Pho is a very time consuming and laborious task. You read everywhere that it takes up to 10 hours just to make the broth. The additives will vary depending on where you are and what your individual tastes are. The spices also vary. I decided to keep mine as simple as possible.
I started with about 4-5 pounds of beef marrow bones of various sizes. As I look back I should have had the butcher cut them up smaller so I can extract more marrow. I roasted them in a preheated oven of 425 degrees for an hour. I added an entire yellow onion, cut in half, at about the 15 minute mark to allow it to roast for 45 minutes and char.
All the roasted bones and onion were then added to my stock pot with built in strainer (so useful for this by the way).
Into the pot with the roasted goodness went star anise, ginger slices, fish oil, and salt. Brought it to a boil then reduced to a simmer. Now traditionally I am told that this is to simmer for almost 10 hours or more. I was hungry and impatient and stopped mine at only 4.5 hours. I know I know. It isn't that traditional. Anyway, a bundle of rice noodle placed into boiling water for 5 minutes, removed and cooled in a bowl.

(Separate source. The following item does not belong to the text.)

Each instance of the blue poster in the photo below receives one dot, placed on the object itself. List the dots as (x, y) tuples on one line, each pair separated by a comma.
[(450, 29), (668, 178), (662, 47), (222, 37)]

Adding green onion, cilantro, and slices of raw beef (if you don't want to slice beef thin yourself, you can buy thinly sliced beef from an asian market - typically used for Shabu Shabu or hot pot).
Once you remove the large pieces (this is where the added strainer in the pot comes in handy) you are left with a beautiful broth that now needs to be strained. I didn't have a cheesecloth so I just used my small strainer and a coffee filter. Worked magically to remove any and all particulates from the broth. Once I strained enough for my bowl of goodies, I went to town. Slowly poured the filtered liquid over the combination of greens, meat and noodles, watching the beef cook and change color under the heat of the broth. I let it sit for a minute to cook the meat longer as I strained some more broth.
I was impatient and just started eating. I was so proud of myself that I finally made one of if not the favorite dish I have ever eaten. It was good. I mean, for my first time it was really good. It had flavor. It had the texture. Still something was missing. After devouring the bowl of Pho, I cleaned up. Then it dawned on me what was missing - basil! That added sweetness of basil really brings it together. So I put everything away, waiting to go shopping the next day.
When the time came and I had my basil, I pulled out every piece necessary to make the pho. I was determined to get it really right. I heated everything I needed, boiled my noodles, added the meat and greens, then poured in the broth. As the meat slowly cooked I added a few basil leaves and mixed it in. After a minute or two I was ready. All I can say is that the basil plus 2nd day broth was the ticket. I did it. I was a white guy who successfully made my own pho! No I didn't cry.
It sounds intimidating and cumbersome. It is. It is time consuming and laborious, but incredibly worth it. If you have ever experienced a beautiful bowl of pho you will know what I am talking about. If you haven't, I suggest going out and having a bowl before taking on this gigantic task. You will thank me for it. Until then, It's all about life so travel, eat, and live!